You always worry what happens when the attention wavers and/or people move on to the next thing. I was struck watching the mayor, Rob Muench, and the team president, Kevin Garinger. In the immediate aftermath of tragedy, someone has to step up and be in the forefront, especially when it is a major media story. No one likes to do that, of course, but someone has to. They fielded thousands of calls and texts, made themselves available, answered so many painful questions, bared their souls to a lot of strangers. People follow that, and we’re seeing it. You can be hurt, but you can still be strong.

The summer of 1982 was very hard for our family. One year later, my father sent me and my sisters to Saskatchewan for a month. He wanted us to get to know that side of the family having been born in Melfort, 70 minutes from Humboldt. Later, my grandfather was the mayor of Wilkie, which is closer to North Battleford, where he lived in 1983. One night that summer, we had something we were supposed to go to. Then my grandfather saw the Roughriders playing on television, and said, “I’m going to stay home and watch this instead.” This was a revelation, because I finally knew someone else in family who shared my priorities.
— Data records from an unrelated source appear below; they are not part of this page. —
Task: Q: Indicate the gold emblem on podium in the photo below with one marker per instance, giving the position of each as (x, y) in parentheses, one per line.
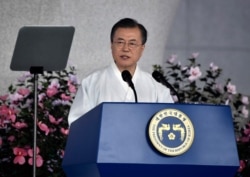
(171, 132)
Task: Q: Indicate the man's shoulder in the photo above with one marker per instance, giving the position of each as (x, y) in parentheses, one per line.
(97, 74)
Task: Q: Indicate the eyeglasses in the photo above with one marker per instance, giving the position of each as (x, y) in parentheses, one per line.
(121, 44)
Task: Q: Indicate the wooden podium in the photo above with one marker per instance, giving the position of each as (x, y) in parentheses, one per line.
(112, 140)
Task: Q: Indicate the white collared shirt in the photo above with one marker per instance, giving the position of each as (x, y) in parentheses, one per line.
(107, 85)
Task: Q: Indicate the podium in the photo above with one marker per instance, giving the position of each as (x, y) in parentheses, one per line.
(112, 140)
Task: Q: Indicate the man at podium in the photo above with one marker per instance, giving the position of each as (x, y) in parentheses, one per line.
(128, 39)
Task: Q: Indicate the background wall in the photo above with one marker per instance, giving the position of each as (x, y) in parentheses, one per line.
(218, 30)
(93, 21)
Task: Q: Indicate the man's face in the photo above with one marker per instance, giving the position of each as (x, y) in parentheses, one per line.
(127, 48)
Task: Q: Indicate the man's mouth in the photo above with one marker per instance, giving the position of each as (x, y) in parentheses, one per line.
(124, 57)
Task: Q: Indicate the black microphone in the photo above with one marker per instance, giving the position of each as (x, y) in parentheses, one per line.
(160, 78)
(126, 76)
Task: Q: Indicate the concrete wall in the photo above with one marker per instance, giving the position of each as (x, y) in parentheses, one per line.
(93, 21)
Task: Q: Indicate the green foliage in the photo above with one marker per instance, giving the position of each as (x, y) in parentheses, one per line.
(193, 86)
(56, 91)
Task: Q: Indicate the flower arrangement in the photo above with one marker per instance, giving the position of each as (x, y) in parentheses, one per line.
(193, 86)
(56, 91)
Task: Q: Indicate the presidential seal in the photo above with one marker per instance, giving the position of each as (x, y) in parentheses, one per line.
(171, 132)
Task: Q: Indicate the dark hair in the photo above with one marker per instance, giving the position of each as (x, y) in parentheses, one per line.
(129, 23)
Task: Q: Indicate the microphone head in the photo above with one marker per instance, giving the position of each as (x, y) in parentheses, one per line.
(157, 76)
(126, 76)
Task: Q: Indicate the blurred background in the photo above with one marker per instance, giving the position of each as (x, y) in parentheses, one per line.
(217, 30)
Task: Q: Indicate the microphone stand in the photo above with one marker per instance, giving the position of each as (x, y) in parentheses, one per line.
(35, 71)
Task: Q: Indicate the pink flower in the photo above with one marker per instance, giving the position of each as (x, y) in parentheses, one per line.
(20, 154)
(195, 54)
(213, 67)
(11, 138)
(23, 91)
(51, 91)
(231, 88)
(41, 96)
(20, 125)
(244, 100)
(43, 127)
(53, 120)
(8, 113)
(242, 166)
(245, 111)
(64, 131)
(194, 73)
(65, 97)
(72, 88)
(4, 97)
(172, 59)
(73, 78)
(39, 159)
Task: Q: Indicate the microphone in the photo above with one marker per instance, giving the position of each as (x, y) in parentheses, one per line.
(160, 78)
(126, 76)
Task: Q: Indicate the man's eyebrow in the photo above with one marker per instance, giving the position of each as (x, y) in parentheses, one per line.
(121, 39)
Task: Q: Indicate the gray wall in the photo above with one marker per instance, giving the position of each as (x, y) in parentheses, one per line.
(220, 31)
(93, 20)
(217, 29)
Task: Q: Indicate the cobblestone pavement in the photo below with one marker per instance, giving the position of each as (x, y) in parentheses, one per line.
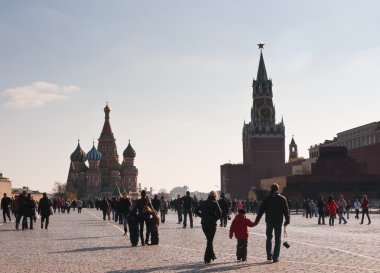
(85, 243)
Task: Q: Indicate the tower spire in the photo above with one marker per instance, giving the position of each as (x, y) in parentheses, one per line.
(261, 72)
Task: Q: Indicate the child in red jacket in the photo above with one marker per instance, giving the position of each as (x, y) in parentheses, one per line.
(240, 226)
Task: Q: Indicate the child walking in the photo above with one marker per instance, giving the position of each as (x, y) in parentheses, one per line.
(240, 226)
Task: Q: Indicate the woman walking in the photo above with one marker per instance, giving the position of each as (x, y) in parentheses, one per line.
(210, 212)
(365, 209)
(331, 207)
(44, 210)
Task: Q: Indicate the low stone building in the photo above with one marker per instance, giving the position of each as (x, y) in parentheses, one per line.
(332, 172)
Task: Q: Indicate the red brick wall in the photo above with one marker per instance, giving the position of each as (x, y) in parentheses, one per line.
(369, 155)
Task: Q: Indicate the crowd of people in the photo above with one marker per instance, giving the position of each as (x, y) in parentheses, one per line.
(145, 214)
(333, 208)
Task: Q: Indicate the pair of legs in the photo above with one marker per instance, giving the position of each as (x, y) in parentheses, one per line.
(185, 213)
(331, 220)
(43, 217)
(179, 212)
(209, 230)
(356, 214)
(341, 218)
(365, 212)
(25, 222)
(162, 214)
(7, 213)
(321, 218)
(241, 249)
(277, 241)
(223, 220)
(148, 230)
But what I really remember was watching a few games in a three-day baseball tournament that brought in teams from across the province.

It was an event, and, assuming my memory is good, North Battleford lost in the championship game. My grandfather said something along the lines of, “You don’t have to be from Toronto to love sports.” It was an important summer for us and I thought a lot about that quote the last few days. You can argue for days about the good and bad of athletic competition, but it creates a passionate community. A passionate community that will help a lot of people who need it.